あまりに情報が少ない。ここまで情報が少ないなら答えを出すことは難しい。だけど、推測は立てられる。
「学生でなければいけない理由。学校に何かあるのか?」
『確かに考えれますね。ですが、マスター達の通う学校が分散すればそれこそひどいことになると思いますが』
「だよな。でも、オレ達を送る理由は学生であることだけだろ? 何か関係性があると思うんだけどな」
『一応、調べましょうか?』
レヴァンティンはデバイスの中でも世界最高峰の演算能力を持つ。演算能力を持つの上に、他のデバイスに侵入することができる。もちろん、『GF』が使っている情報整理デバイスの対しても可能だ。情報を抜き出せるかは別として。
「相変わらずお前の性能はデバイス離れしているよな」
『造作もないことですから』
レヴァンティンを手に入れたのは約三年前。とある任務の最中に孝治と身を潜めるために遺跡に入ったからだ。遺跡と言っても石造りの遺跡ではなく、今の技術では再現不可能な純鉄によって作られた遺跡で、その最深部にレヴァンティンが眠っていた。
時代の最先端であるデバイスのさらに上を行くデバイス。ペンダントの形をしながらも、その情報処理能力は据え置き型のデバイスを凌駕できる。対抗できるのは集積デバイスと呼ばれるいくつかのデバイスを集めたものだけ。
レヴァンティンが話せることはオレとレヴァンティンの秘密にしている。もちろん、一緒にいた孝治さえ知らない。

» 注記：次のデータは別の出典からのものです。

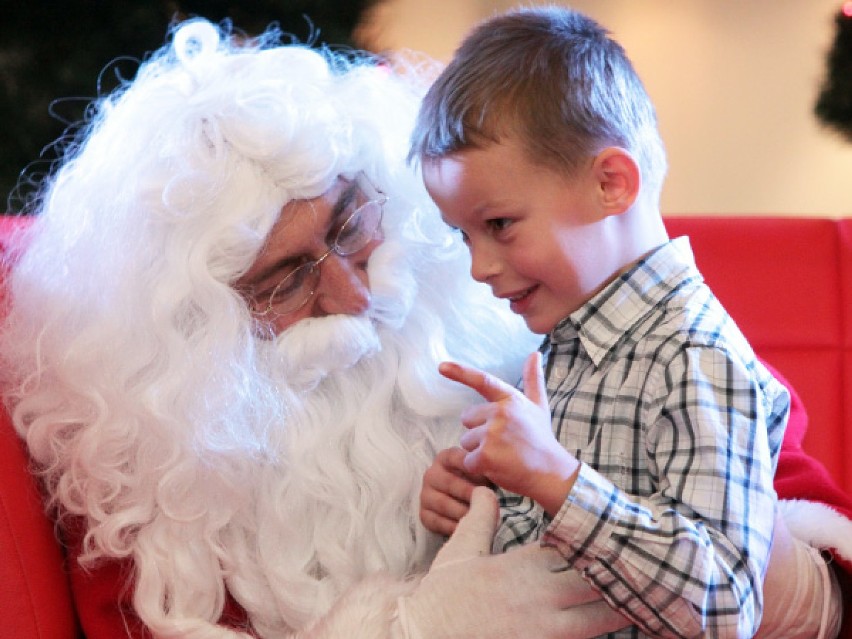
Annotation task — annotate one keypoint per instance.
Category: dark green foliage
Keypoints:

「ばれないように頼む。今回、何も知らないところで何かが動いえいる気がする」
オレはそう言って小さくため息をついた瞬間、背中を何かが走った。殺気ではない。だが、一瞬のうちに誰かが近くに現れたような感覚。
オレがゆっくり振り返ると、そこには一人の女性がいた。
「やあ、初めまして。君と話がしたくてね」
この世界の技術について
純鉄は製作不可能で、鉄は最大で70%の不純物を含むもの。製鉄技術他、鉱物に関する技術は著しく低い。
その理由としては材料の枯渇と魔力製品の方が安くて簡単かつ一部を除いて丈夫であるから。
暮らしの風景は皆さんの暮らしと見た目は変わらず、通信を媒介するものは全て魔術に置き換わっている。
ちなみに、石油や石炭、核などはこの時代には存在しない。